An Update On The Federal "Dual Jobs" Rule For Tipped Employees

Our firm is actively engaged in pursuing class actions consisting of tipped workers (usually restaurant employees) who receive tipped minimum wage for all work performed, even though some of that work isn't tip-producing. We first after we first began working on such cases at the end of 2011. Our work in 2011 began, and has continued today, because of a decision by the United States Court of Appeal for the Eighth Circuit (which includes Iowa) in which the court applied the 80/20 rule to tipped workers who have dual jobs, as described in more detail below. We've continuously monitored this area of wage law ever since because, as the number of these cases increases, so do the chances that the United States Supreme Court will step in and provide a final ruling on how the "dual worker" provisions of federal minimum wage law should be applied.

The "80/20 rule" instructs courts to consider how much time tipped employees spend on job duties that are incidental to their tip-producing job activities. If tipped employees spend less than 80% of their time on activities that cannot generate tips, then all such untipped labor must be compensated at the regular minimum wage of $7.25 per hour, while the rest of the employee's tip-producing work can be compensated at tipped minimum wage. This rule doesn't appear in a federal law or regulation; rather, it's drawn from the United States Department of Labor's Field Handbook.

The Eighth Circuit Court of Appeal was the first appellate court to apply that 80/20 rule to a "dual jobs" case under federal minimum wage law in the 2011 case of Fast v. Applebee's. Other federal courts have applied the 80/20 rule since then. But pushback against this rule has been growing because the rule's in an agency's field handbook and wasn't passed by Congress or as part of the regulatory rulemaking process.

First, in 2017 the Ninth Circuit Court of Appeals determined in Marsh v. J. Alexander’s, LLC that the 80/20 rule had assumed the effect of an official federal regulation, which requires a lot of work and time for an agency like the Department of Labor to enact, even though the 80/20 rule had never gone through that process and was merely a rule to be used by field investigators for the Department of Labor. The final effects of that decision are on hold however. The Ninth Circuit later granted a rehearing in Marsh to take another look at whether it was right to declare the Department of Labor's 80/20 rule invalid. The Ninth Circuit has yet to issue its opinion after reconsidering the case.

Then, on July 6, 2018, the Restaurant Law Center, a public policy affiliate of the National Restaurant Association, sued the Department of Labor and its Wage and Hour Division. The suit requests a declaration that the Department of Labor's 80/20 rule in its field handbook is unlawful and invalid. The suit challenges the Department of Labor's decision to implement the rule through its field handbook, rather than through the lengthy and complicated process required for adopting agency rules and making them an official federal regulation.
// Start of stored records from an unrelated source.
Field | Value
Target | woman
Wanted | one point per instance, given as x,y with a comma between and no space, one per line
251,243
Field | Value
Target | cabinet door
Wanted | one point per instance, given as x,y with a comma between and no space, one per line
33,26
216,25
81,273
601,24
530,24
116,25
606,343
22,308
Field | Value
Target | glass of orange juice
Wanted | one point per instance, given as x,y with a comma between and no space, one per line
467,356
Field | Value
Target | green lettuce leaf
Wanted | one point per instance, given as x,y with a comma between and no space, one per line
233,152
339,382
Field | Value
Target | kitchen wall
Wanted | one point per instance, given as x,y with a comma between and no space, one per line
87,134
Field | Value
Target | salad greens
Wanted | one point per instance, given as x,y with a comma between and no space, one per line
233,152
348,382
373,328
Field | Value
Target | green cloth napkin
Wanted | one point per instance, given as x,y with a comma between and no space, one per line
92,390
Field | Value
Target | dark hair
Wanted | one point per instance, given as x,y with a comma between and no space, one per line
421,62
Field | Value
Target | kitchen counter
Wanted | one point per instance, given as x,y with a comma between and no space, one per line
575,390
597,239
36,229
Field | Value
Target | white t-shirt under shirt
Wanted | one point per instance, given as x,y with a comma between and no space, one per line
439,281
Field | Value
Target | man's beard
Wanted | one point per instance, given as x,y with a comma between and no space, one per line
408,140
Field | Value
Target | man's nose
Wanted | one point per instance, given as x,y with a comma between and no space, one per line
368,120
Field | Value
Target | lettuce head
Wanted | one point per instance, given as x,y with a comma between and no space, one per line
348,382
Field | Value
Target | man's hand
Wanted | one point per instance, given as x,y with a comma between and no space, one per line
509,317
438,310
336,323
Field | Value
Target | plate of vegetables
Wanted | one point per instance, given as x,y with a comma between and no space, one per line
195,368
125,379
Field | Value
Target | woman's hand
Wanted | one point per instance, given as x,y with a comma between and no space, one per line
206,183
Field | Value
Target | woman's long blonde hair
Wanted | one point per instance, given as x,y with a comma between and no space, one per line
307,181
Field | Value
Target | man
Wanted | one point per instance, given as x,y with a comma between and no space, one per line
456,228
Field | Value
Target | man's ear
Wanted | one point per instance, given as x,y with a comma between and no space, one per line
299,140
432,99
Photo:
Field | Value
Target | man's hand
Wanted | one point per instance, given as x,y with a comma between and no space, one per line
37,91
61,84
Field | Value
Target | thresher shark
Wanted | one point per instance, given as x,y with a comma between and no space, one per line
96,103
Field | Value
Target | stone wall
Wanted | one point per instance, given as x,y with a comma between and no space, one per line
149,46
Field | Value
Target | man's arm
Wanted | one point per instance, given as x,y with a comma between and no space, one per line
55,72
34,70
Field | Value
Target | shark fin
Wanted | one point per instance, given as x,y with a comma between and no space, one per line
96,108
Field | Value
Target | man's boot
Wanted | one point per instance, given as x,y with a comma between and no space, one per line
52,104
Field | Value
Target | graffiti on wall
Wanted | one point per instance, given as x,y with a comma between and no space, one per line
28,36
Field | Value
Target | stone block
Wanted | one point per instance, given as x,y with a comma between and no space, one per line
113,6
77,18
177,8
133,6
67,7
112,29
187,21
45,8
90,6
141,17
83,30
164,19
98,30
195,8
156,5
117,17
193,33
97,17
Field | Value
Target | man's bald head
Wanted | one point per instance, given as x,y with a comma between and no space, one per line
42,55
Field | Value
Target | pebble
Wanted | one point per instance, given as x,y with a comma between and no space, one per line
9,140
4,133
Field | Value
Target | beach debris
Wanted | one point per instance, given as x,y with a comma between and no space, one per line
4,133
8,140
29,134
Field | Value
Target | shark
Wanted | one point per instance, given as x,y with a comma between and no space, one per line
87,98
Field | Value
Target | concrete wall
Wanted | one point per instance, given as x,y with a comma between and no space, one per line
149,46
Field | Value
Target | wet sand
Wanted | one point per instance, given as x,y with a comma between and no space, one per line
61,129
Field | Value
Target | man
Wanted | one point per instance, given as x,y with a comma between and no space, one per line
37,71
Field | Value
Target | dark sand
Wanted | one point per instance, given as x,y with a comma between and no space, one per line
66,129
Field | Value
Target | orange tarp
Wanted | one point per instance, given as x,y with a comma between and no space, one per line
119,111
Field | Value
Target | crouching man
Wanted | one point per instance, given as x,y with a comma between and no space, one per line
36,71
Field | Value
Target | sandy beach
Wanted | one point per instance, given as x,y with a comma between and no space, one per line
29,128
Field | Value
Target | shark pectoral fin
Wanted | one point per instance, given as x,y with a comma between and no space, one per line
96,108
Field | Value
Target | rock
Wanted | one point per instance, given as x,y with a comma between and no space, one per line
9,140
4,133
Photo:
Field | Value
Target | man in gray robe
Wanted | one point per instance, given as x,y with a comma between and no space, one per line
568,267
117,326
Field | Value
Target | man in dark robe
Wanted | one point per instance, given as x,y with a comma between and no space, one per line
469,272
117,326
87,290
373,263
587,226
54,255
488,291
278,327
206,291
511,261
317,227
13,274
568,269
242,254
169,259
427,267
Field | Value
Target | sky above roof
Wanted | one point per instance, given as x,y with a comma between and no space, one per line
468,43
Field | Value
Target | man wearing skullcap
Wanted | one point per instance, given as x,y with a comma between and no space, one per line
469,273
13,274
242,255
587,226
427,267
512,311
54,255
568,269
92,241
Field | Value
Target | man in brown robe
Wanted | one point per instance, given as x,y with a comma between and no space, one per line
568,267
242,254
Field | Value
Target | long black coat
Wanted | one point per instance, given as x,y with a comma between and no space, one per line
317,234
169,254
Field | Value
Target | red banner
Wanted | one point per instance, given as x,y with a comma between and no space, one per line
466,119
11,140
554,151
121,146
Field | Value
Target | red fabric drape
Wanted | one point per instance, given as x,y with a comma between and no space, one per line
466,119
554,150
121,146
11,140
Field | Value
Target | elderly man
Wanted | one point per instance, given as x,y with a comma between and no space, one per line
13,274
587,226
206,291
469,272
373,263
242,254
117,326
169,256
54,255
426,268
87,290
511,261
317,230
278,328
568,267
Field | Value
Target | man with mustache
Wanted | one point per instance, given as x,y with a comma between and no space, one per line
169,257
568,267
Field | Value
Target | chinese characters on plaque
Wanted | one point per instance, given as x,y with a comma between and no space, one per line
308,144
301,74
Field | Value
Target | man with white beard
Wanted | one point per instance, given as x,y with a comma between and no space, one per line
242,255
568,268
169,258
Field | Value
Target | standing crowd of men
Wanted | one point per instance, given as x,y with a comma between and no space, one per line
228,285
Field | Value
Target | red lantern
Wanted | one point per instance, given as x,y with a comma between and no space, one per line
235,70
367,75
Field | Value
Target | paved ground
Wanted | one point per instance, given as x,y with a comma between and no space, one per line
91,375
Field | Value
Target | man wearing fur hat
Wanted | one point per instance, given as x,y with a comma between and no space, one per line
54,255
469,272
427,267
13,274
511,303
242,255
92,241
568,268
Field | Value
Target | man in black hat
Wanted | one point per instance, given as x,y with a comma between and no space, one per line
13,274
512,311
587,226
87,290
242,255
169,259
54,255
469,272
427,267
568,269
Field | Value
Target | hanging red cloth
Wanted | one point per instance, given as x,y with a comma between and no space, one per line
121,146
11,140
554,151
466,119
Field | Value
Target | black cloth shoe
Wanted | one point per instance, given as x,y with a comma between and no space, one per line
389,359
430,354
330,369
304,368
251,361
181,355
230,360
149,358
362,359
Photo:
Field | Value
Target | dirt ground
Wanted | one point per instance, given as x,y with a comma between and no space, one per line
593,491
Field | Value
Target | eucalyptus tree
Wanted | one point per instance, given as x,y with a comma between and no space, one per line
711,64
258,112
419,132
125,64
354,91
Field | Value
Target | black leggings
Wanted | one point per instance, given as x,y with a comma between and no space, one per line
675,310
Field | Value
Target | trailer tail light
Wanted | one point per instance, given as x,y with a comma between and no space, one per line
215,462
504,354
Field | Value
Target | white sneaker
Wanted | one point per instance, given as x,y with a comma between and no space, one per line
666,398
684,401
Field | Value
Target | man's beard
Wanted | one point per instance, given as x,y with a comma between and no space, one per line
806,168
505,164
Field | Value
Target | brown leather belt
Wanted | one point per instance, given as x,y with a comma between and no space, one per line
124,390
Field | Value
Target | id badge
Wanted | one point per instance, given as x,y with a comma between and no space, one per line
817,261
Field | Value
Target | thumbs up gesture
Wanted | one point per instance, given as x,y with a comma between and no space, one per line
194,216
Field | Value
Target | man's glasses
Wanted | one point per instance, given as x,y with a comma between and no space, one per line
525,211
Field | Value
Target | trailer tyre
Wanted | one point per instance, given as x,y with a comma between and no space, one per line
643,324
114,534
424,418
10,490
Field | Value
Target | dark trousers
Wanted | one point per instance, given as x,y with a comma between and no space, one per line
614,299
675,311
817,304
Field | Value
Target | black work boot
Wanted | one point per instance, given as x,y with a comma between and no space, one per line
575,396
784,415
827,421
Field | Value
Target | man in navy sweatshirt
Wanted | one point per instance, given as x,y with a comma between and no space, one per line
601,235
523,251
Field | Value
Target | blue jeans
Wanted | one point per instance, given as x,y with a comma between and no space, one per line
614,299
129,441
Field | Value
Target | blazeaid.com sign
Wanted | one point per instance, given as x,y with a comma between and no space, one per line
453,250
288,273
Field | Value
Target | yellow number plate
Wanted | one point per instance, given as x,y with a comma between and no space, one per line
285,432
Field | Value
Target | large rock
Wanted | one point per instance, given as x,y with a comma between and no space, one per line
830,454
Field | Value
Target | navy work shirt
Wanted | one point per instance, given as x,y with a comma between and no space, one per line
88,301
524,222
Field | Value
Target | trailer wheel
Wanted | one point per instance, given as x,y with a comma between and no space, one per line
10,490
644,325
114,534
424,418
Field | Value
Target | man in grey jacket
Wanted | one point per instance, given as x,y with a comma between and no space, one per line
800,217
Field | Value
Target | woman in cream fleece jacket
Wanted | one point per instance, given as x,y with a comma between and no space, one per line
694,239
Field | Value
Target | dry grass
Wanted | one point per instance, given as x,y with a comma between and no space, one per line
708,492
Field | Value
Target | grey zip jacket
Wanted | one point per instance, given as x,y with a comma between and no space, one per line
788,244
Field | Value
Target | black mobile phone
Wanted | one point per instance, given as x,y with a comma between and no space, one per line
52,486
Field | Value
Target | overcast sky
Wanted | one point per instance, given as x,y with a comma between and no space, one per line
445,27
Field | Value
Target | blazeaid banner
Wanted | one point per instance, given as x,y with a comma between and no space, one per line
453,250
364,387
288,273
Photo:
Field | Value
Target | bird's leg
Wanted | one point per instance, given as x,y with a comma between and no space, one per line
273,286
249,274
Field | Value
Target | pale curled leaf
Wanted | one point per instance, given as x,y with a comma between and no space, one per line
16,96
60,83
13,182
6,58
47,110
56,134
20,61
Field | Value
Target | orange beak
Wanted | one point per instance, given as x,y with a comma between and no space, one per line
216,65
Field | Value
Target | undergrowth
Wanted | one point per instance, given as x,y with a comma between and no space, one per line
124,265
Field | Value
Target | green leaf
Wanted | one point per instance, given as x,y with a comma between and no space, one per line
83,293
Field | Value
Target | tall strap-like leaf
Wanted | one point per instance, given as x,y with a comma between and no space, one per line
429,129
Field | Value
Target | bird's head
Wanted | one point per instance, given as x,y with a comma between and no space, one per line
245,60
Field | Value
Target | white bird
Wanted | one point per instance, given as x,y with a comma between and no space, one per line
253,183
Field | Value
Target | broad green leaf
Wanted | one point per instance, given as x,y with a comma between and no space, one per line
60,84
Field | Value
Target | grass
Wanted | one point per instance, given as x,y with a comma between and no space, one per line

We'll continue monitoring these developments. If the Ninth Circuit stands on its decision that the Department of Labor's 80/20 rule is invalid and unenforceable, or if the Restaurant Law Center's suit results in a decision invalidating the 80/20 rule, we'll have what's called a "circuit split" among various federal appellate jurisdictions on an issue that has generated many class actions since 2011. Such a situation will increase the likelihood that the United States Supreme Court will review one of these 80/20 cases and definitively rule on whether the Department of Labor's 80/20 standard has any force of law or should be ignored by federal courts.